Today, the Government said that their considerations about the Mental Health Act will include:
- looking at why rates of detention are increasing and taking the necessary action to improve service responses;
- examining the disproportionate number of those from certain ethnic backgrounds, in particular black people, who are detained under the Act;
- reviewing the use of Community Treatment Orders, to see if they remain fit for purpose in helping people leaving hospital to receive better care and support in the community;
- considering how the rights of family members to get information about the mental health and treatment of their loved ones can be improved'
- ensuring that those with mental ill health are treated fairly, protected from discrimination, and employers fulfil their responsibilities effectively.
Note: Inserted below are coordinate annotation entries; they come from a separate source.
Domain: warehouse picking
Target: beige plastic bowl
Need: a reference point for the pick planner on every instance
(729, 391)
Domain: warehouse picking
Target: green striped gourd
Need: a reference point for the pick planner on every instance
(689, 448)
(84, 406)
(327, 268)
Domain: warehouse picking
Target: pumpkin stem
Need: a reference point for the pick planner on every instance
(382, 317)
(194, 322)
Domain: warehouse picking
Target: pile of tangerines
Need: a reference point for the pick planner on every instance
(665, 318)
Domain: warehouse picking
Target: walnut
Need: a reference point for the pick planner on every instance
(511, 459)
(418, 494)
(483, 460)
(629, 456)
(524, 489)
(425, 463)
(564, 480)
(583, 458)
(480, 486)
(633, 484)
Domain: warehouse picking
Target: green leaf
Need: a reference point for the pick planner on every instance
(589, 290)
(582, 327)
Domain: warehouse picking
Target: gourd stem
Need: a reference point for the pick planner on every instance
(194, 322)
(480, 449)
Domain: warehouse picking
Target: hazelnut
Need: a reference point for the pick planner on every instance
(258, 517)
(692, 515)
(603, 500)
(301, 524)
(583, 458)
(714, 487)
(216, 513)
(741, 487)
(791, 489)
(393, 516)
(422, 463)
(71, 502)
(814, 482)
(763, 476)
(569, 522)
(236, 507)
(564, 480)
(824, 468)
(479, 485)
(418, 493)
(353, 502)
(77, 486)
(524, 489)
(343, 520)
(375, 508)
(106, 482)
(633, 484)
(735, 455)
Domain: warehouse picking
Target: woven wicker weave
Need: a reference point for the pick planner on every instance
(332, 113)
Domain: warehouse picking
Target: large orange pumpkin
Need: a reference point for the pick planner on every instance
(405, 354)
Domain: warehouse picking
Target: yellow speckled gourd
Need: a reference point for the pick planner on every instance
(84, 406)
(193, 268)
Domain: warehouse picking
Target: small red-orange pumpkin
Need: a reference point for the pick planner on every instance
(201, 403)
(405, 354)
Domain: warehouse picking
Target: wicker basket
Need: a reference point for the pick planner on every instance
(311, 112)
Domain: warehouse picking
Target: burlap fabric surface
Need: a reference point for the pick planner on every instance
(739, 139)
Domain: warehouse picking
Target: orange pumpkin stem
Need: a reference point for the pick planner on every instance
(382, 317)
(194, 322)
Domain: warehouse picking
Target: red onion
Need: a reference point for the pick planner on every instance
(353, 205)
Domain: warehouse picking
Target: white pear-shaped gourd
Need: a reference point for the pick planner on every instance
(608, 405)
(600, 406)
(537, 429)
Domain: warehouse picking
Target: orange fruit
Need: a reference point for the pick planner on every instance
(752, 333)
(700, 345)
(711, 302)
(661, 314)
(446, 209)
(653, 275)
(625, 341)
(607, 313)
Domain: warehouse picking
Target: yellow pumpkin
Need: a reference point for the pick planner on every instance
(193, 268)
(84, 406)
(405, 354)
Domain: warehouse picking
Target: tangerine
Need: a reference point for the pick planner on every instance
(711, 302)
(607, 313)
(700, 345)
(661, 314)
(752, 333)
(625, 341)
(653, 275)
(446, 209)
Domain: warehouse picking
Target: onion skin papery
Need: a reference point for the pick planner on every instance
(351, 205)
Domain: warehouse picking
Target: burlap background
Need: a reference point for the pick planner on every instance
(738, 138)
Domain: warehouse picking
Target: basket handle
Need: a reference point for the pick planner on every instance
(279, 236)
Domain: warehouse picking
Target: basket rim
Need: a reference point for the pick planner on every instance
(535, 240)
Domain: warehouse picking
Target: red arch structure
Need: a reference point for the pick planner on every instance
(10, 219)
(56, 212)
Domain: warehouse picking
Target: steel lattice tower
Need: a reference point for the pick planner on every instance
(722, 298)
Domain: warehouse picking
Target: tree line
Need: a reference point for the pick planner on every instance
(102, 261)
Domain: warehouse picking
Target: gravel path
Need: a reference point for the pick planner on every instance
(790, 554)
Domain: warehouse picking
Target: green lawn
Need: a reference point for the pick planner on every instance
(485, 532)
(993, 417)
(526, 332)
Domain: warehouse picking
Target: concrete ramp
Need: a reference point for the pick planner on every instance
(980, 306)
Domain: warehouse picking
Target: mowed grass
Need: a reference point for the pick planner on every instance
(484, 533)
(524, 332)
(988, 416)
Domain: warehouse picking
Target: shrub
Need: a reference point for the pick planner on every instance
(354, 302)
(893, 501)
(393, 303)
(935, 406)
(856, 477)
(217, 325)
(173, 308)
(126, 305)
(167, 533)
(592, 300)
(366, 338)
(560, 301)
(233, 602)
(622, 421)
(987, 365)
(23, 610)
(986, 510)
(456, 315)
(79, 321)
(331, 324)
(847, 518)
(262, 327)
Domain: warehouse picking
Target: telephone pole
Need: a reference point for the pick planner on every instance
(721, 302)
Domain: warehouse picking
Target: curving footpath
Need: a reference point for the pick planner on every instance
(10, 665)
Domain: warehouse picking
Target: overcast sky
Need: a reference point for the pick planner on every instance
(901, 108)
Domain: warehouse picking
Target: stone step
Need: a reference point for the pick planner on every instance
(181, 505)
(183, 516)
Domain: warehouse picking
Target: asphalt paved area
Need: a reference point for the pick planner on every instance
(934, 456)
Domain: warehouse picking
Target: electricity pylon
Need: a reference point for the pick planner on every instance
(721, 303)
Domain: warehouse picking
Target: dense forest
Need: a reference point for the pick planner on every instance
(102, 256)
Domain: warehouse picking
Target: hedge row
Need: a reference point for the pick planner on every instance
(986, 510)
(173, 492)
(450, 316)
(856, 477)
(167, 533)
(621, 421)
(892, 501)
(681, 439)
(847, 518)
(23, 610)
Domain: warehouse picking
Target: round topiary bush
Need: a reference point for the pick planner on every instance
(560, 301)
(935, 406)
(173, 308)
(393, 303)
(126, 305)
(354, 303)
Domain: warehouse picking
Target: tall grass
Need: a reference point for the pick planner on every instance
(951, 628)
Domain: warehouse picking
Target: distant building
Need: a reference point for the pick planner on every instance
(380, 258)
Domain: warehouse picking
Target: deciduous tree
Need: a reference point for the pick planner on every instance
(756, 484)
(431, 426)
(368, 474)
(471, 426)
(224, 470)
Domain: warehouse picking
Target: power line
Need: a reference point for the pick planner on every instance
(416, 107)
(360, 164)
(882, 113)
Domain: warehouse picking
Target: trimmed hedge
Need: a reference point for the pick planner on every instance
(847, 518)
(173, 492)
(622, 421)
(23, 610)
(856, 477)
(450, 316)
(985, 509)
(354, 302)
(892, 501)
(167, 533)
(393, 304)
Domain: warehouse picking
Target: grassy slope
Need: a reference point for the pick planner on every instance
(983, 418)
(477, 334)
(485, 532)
In response, Paul Farmer, Chief Executive of the mental health charity Mind, said:
“We welcome the Government’s proposals to reform mental health legislation, including the Mental Health Act. Being detained under the Act is one of the most serious things that can happen to someone in terms of their mental health and, at over thirty years old, the current legislation is outdated and not in line with the principles of modern health care.
“In the last ten years in England, we have seen a 47% rise in the Mental Health Act being used to detain individuals, with BAME people disproportionately affected. These figures show that neither the Act, nor wider mental health care, is working as it should to support people when they are unwell.
“Changing the Mental Health Act is a mammoth task and needs to be done properly, in full consultation with people with lived experience and in line with the recommendations of the Five Year Forward View for Mental Health. People who are at their most unwell need choice, control and dignity and they need legislation to support that.”
On the continued prioritisation of mental health in the NHS in England
The Government said:
- The Government made a commitment to ‘parity of esteem’ - treating mental health and physical health equally in the National Health Service. The Five Year Forward View for Mental Health sets out our ambitious programme for further system reform.
- The Government has backed this with a significant increase in funding: since 2010, spending on mental health has increased to a record £11.4 billion in 2016/17, with a further investment of £1 billion every year by 2020/21.
- Going forward, the Government will continue to invest in new and better services across the whole spectrum of mental health conditions. In particular, making further improvements in early intervention, investing in community services and expanding access to 24/7 crisis care support both in the community and in A&E.
- The Government will publish a Green Paper on Children and Young People’s Mental Health focused on helping our youngest and most vulnerable members of society receive the best start in life. This will make sure best practice is being used consistently and will help to accelerate improvements across all services so that children and young people get the right mix of prevention and specialist support.
In response, Paul Farmer said:
“We welcome the Government’s commitment to prioritising mental health in the NHS and following the recommendations of the Five Year Forward View for Mental Health, which set out an initial plan to improve mental health care in this country. Mental health services have been underfunded for decades and for too long, those of us with mental health problems have had to put up with second-rate, second-class services, with two-thirds of people with common mental health problems still not receiving any treatment or support at all. This is not acceptable, we want to see everyone experiencing a mental health problem getting the treatment and support they need, when they need it.
“The last Government accepted all of the recommendations to come out of the Five Year Forward View for Mental Health. Now, the key is the delivery, so that we can see change on the ground. We also need to see a commitment that goes beyond these first five years to take us closer to putting mental health on an equal footing with physical health. We will be keeping a close eye on the quality of mental health services and holding the Government to account on the commitments made today.”